Tidak seperti para sahabat, kita bila ingin menceburkan diri memahami makna-makna Al-Quran harus melalui perantara. Alternatif lainnya kita hidup dalam suasana keilmuan yang sangat luas serta ideal dengan seluruh perangkat-perangkatnya dan ini sulit ditemukan hari ini. Sedangkan para sahabat, mereka menimba Al-Quran secara langsung tanpa perantara.
*Sahabat langsung meminum air dari sumber mata air yang paling jernih. Wahyu turun pada mereka, sehingga mereka langsung memahaminya.
Hendaknya kita hidup dengan Al-Quran untuk menyelami mutiara aqidah di dalam samudera maknanya yang sangat luas. Kita tidak hanya membutuhkan Al-Quran sebagai wujud peribadatan seperti tilawah. Kita membutuhkan Al-Quran untuk mentadaburinya di atas makna peribadatan. Bukan hanya tadabur untuk menggali persoalan ilmiah saja tetapi juga untuk beribadah kepada Allah. Sehingga kita bisa mengenali pada diri Rabb makna-makna yang banyak.
Nabi shalallahu ‘alaihi wasallam dadanya bergemuruh menahan isak tangis. Beliau membaca sebuah ayat dalam shalat malam yang terus beliau ulang sampai subuh, yaitu:
إِنْ تُعَذِّبْهُمْ فَإِنَّهُمْ عِبَادُكَ وَإِنْ تَغْفِرْ لَهُمْ فَإِنَّكَ أَنْتَ الْعَزِيزُ الْحَكِيمُ “Jika Engkau mengazab mereka, maka sesungguhnya mereka adalah hamba-hamba-Mu. Tetapi jika Engkau mengampuni mereka, maka sesungguhnya Engkaulah Al-Aziz Al-Hakim.”

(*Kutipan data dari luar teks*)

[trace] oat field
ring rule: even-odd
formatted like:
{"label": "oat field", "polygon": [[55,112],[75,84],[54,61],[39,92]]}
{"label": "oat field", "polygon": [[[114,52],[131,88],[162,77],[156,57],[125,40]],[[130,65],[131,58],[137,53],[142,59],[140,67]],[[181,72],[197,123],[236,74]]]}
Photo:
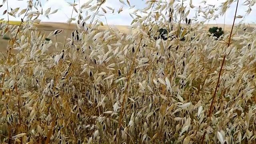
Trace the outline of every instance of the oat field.
{"label": "oat field", "polygon": [[[104,11],[92,1],[81,9]],[[215,40],[207,22],[184,24],[188,11],[174,1],[145,2],[148,16],[115,28],[81,14],[79,24],[34,24],[40,0],[14,12],[28,14],[1,25],[0,143],[256,143],[254,26],[219,26]],[[185,40],[155,40],[148,26],[172,26]]]}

Inilah tadabur di atas makna peribadatan untuk mengurai makna-makna Al-Quran dan menyelaminya sedalam-dalamnya. Tadabur dengan memanjatkan doa kepada Allah sebagai inti ibadah, karena doa merupakan inti ibadah. Tadabur mengenali dzat Allah bahwa dia mengazab, memberi ampunan dan penetapan Al-Aziz lagi Al-Hakim, asmaul husna yang memiliki makna yang sangat agung dan luas.
Inilah para sahabat yang mengambil Al-Quran langsung dari Nabi shalallahu ‘alaihi wa sallam, mereka tundukkan dada mereka untuk menerima Al-Quran. Mentadaburinya bukan hanya untuk mengambil kajian-kajian keilmiahan tapi lebih dari itu untuk menyelami makna-makna peribadatan.

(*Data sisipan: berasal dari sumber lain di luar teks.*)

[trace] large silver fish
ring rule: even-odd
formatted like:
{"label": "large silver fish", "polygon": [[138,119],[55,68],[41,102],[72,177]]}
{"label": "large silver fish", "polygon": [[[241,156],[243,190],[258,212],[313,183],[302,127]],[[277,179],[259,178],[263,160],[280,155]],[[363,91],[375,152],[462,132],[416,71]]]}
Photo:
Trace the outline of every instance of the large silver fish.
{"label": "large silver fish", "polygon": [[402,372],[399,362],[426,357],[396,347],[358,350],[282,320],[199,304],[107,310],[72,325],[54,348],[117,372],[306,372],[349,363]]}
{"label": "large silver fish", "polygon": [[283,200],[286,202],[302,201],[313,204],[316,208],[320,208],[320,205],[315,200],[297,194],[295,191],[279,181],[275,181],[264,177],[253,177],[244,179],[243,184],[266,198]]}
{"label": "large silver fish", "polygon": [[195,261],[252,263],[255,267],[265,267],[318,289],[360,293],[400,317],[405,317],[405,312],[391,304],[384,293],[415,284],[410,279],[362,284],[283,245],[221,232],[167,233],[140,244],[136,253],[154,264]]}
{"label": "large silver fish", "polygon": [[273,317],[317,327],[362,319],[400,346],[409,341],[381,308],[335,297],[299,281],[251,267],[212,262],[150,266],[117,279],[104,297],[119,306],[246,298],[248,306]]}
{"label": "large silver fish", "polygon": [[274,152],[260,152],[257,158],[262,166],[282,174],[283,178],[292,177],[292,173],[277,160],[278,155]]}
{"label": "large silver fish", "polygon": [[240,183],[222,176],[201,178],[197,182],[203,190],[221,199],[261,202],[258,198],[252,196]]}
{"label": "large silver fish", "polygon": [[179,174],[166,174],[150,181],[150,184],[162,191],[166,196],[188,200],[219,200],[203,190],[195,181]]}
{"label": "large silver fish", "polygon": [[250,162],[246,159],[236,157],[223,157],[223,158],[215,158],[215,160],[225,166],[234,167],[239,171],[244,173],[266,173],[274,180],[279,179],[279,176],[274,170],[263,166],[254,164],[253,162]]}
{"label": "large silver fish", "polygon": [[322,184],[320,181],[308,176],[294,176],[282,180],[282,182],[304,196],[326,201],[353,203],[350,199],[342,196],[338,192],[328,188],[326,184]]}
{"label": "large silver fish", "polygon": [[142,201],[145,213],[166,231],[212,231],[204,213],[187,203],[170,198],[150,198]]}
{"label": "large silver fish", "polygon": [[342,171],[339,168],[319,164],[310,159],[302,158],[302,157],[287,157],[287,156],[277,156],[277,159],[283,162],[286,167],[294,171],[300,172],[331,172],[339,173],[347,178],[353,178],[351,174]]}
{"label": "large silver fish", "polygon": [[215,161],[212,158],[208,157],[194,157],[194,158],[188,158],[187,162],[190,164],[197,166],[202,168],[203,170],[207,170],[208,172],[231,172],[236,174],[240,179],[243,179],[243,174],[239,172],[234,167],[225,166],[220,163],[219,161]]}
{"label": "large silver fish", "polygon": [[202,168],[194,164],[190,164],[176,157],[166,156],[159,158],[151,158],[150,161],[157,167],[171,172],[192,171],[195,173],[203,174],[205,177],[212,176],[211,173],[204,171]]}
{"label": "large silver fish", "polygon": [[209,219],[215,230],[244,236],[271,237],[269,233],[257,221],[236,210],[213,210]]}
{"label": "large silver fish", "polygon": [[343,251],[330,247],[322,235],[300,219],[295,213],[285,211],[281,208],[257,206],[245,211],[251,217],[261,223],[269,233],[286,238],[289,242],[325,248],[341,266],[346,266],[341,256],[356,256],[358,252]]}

Mengapa sahabat bisa menangis ketika membaca Al-Quran? Karena mereka tidak menjadikan Al-Quran hanya untuk qiraat, hafalan, mencari sanad dan bukan hanya untuk tadabur ilmiah tetapi lebih dari itu menggalinya di atas makna peribadatan pada Allah dan itu letaknya dalam hati.

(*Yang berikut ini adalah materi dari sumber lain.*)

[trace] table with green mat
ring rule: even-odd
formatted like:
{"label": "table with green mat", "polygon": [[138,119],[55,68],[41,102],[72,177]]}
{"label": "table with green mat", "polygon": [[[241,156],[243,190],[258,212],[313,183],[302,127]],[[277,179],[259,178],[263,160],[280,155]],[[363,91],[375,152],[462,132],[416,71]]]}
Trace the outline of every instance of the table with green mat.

أَفَلَا يَتَدَبَّرُونَ الْقُرْآنَ أَمْ عَلَىٰ قُلُوبٍ أَقْفَالُهَا “Maka apakah mereka tidak mentadaburi Al-Quran ataukah hati mereka tersegel?” (Muhammad: 24)
Saat hati terkunci kita tidak akan mungkin dapat mentadaburi Al-Quran, meskipun hafal Al-Quran,a dalam makna tadabur untuk menyelami indahnya makna-makna peribadatan dan mengenal dzat Allah subhanahu wa ta’ala.